Luckesi, (1994, p.170), afirma que: “Definida a ação, vamos à execução. Na pedagogia que vimos tentando definir, o exercício das atividades não possui um receituário definido, por isso não pode ser maquinal ou costumeiro”.

O ato de planejar deve ser repensado constantemente, pois todos os dias, a cada nova atividade deve-se estar consciente do que vamos fazer e na execução do planejamento deve estar clara a finalidade do que se colocará m prática, por isso ação e reflexão devem sempre estar caminhando juntas.

CONCLUSÃO

  Concluímos e percebemos que a função do planejamento realmente não é muito fácil de ser delimitada, ou seja, é bem abrangente, pois sobre a educação recai uma grande responsabilidade, a de transformar, a de libertar, a de conscientizar e tantas outras palavras que aqui poderiam ser utilizadas.

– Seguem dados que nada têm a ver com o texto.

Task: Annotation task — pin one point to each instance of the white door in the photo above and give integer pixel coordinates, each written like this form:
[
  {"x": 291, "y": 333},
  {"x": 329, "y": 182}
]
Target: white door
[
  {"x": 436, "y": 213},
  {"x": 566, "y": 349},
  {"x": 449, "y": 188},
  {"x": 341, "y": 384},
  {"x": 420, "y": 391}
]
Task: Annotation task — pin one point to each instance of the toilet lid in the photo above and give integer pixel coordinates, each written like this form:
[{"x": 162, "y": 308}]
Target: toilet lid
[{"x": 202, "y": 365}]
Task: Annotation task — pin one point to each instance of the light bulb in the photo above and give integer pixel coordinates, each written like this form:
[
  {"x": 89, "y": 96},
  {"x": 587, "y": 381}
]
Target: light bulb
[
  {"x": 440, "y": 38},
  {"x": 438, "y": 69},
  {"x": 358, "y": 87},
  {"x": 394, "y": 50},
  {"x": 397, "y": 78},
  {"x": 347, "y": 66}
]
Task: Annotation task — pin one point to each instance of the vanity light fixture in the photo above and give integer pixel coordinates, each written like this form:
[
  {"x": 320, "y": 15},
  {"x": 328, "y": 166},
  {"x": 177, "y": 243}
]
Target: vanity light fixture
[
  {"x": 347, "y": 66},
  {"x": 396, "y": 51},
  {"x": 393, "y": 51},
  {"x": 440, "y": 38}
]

Pensando em uma educação voltada para a transformação, focada em um ser humano político e social é que percebemos a importância do planejamento ser instrumento capaz de contribuir para que ocorra essa transformação.

O grande desafio da educação talvez seja fazer com que os conteúdos que se ensina estabeleçam relações significativas com os interesses dos alunos, romper com o tradicionalismo, que acredita que inserindo os alunos futuramente na sociedade, desempenhando uma profissão, cumpre seu papel, porém isso não basta, não é o suficiente

estar inserido em uma sociedade se não faço parte dela, se não sou atuante sobre ela, se não posso tomar decisões e ser realmente valorizado.

Mas, a verdade é que a educação vislumbra esperança, esperança de mudança no mundo em que vivemos, pode soar como demagogia, ou até mesmo como utopia, mas é isso que temos que aqui enfatizar, é função da escola sim fazer acreditar que através dela podemos ascender socialmente, realmente conhecer e transformar a sociedade, enxergando-nos com seres atuantes e capazes de fazer diferença, essas ao menos são perspectivas daqueles que acreditam na educação.

Assim, o planejamento exercerá adequadamente seu papel na medida em que estiver em plena sintonia com os conteúdos, ser flexível para contemplar a realidade dos educandos, promover a aprendizagem e avaliar o processo educativo como um todo, pesquisar e estar em constante formação para poder criar, ter claro seu objetivo, mas acima de tudo assumir seu papel de educador, cuja prática revela sua teoria.